Because the channel layer is backed by Redis, the process handling the phone-media socket and the process handling the dashboard socket do not have to be the same one. Any worker can drop an event onto the group and it reaches every dashboard client. The frontend never polls — it just listens.
## Stage 8 — Closing the loop
When Exotel posts a terminal status (completed, failed, busy, no-answer) to the status callback, the backend finishes the record. For completed calls it pulls the full transcript, sends it to gpt-4o with a tight classification prompt, and stores a disposition: interested, not_interested, callback, no_answer, or voicemail. It computes the duration from the start timestamp, updates the Call, and broadcasts the final state to the dashboard.
So by the time a call ends, the system already knows not just that it happened, but how it went — automatically, on every call, with no human tagging.
## The data model, briefly
Four tables carry the weight. Call holds the per-call state machine, the system prompt used, the provider sid, status, disposition, duration, and timestamps. Transcript holds each utterance tagged human or ai, ordered by time. Campaign holds the script, the calling window, and the rate limit. CampaignLead is the join that tracks each lead's dialing status within a campaign. Everything else in the app hangs off these.
## What actually makes it production-grade
Stripped of the demo shine, a few decisions are what make this hold together on real calls:
- Model the call as an explicit state machine, and make every transition report to one event bus.
- Correlate the anonymous media stream to a real record by round-tripping an id through the telephony provider.
- Keep the whole audio path at 8 kHz u-law so there is no resampling anywhere.

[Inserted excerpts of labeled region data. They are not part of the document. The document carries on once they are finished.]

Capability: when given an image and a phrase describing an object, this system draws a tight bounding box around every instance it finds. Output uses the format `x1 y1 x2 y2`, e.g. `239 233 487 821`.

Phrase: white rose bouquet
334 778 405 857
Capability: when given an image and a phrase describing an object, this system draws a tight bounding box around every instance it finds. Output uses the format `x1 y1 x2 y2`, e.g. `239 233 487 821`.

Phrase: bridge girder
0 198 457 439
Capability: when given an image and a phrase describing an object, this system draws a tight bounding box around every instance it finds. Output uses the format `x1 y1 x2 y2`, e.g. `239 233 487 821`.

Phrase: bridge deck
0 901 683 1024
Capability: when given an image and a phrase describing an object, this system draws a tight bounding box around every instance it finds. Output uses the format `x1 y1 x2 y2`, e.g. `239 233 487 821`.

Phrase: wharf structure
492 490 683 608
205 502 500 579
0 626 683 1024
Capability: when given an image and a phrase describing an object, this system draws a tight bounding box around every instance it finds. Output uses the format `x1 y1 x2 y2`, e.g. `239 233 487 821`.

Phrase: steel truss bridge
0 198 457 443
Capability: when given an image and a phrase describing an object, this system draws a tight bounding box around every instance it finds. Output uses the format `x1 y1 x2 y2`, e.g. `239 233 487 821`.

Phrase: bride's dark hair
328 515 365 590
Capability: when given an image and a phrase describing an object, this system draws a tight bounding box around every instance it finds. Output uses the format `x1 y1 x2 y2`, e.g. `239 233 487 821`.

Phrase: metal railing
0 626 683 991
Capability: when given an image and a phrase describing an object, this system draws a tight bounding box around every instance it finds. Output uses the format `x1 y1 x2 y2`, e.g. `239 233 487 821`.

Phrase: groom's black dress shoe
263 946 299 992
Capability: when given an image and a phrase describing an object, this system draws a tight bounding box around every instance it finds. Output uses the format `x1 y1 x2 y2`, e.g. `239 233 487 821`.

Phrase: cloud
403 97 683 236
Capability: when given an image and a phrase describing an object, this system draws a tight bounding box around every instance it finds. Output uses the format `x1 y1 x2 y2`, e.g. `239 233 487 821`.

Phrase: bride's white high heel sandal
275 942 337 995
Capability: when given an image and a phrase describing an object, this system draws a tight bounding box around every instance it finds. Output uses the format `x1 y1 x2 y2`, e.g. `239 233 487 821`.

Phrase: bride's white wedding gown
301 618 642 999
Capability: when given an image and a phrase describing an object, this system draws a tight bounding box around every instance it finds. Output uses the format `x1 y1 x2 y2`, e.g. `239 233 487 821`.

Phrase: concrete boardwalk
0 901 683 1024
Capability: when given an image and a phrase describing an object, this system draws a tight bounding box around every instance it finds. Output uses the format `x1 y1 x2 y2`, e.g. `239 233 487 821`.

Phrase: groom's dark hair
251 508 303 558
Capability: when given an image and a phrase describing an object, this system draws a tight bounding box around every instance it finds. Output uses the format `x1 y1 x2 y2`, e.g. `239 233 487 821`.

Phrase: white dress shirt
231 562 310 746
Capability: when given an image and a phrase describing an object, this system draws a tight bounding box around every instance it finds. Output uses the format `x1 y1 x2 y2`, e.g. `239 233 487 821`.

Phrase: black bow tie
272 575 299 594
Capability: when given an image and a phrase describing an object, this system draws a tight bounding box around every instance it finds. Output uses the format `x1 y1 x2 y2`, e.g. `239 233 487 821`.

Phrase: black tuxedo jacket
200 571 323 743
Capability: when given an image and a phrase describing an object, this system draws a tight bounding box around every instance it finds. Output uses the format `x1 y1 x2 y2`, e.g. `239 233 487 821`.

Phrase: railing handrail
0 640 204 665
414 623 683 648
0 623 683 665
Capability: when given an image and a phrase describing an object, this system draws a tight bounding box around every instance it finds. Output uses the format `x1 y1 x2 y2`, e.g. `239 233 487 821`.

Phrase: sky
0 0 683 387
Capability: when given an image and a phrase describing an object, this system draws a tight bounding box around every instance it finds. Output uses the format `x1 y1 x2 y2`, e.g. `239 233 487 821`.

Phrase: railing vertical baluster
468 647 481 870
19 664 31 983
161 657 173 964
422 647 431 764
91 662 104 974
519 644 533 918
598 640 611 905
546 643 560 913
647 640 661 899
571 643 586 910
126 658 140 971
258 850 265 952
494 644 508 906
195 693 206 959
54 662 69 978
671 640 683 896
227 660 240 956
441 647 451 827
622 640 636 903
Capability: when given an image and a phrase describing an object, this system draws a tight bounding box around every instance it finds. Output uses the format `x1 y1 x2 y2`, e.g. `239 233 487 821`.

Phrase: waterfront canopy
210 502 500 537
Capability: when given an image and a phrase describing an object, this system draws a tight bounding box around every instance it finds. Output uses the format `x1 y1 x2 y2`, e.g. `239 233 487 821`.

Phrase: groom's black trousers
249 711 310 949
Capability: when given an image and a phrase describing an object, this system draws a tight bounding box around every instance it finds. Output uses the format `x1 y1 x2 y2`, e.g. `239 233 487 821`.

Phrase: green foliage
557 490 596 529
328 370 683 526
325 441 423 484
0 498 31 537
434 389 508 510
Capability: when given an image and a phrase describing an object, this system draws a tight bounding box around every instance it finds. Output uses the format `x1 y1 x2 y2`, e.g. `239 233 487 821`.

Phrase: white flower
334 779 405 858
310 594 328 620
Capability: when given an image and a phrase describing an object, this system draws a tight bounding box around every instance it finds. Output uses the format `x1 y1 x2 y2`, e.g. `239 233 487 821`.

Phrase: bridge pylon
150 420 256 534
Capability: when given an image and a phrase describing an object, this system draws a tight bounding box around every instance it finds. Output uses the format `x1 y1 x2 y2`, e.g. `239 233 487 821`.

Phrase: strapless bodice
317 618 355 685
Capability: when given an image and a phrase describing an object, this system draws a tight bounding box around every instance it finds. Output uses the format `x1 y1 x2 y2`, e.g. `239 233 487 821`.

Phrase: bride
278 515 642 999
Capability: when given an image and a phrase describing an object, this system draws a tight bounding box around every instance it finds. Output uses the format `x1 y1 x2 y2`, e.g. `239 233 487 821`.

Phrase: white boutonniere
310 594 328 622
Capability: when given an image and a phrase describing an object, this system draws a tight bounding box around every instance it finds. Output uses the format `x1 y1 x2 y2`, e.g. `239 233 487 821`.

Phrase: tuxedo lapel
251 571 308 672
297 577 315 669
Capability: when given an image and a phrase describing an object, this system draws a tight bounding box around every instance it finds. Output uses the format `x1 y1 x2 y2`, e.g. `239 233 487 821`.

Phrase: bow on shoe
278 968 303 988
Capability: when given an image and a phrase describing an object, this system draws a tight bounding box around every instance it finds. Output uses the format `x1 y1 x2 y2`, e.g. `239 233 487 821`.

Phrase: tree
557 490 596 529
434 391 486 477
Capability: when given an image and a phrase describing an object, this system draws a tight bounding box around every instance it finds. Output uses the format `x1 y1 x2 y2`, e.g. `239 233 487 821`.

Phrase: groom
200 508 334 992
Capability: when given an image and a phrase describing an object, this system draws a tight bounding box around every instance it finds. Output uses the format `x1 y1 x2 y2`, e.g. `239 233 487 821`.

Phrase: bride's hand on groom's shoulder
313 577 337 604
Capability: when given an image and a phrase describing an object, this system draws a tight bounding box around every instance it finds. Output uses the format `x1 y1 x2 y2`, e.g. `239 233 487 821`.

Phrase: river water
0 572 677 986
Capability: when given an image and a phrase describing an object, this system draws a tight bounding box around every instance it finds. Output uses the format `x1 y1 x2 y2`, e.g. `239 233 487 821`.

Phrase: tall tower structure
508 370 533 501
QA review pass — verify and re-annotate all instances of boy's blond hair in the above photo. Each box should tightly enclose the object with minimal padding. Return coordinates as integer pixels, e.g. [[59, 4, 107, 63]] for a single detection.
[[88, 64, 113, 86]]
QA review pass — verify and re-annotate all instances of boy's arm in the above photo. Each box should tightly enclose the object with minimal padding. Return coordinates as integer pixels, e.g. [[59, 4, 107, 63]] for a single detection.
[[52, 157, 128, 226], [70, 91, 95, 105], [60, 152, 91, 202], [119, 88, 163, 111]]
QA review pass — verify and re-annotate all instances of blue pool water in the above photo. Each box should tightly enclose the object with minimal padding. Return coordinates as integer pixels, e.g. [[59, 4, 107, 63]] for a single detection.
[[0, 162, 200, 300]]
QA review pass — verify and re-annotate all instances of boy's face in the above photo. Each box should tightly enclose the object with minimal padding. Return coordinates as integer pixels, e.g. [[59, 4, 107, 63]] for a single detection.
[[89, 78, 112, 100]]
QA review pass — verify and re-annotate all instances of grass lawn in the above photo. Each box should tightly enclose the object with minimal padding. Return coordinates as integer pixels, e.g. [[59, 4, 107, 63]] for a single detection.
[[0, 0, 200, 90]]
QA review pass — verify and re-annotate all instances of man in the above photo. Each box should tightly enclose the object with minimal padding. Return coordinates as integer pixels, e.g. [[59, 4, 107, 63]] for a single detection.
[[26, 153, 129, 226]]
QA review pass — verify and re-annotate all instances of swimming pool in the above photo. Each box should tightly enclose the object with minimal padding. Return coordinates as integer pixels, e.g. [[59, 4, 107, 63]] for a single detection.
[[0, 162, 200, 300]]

- Treat barge-in as a first-class event, not an afterthought.
- Hide the voice engine behind a stable interface so latency-vs-quality is a config knob.
- Persist transcripts the moment they arrive, so a dropped connection never loses the conversation.
- Separate telephony events (status callbacks) from AI generation (the realtime socket) so one can fail without corrupting the other.
None of these are exotic on their own. The engineering is in making them agree with each other, in real time, forty audio frames a second, while a real person is on the line.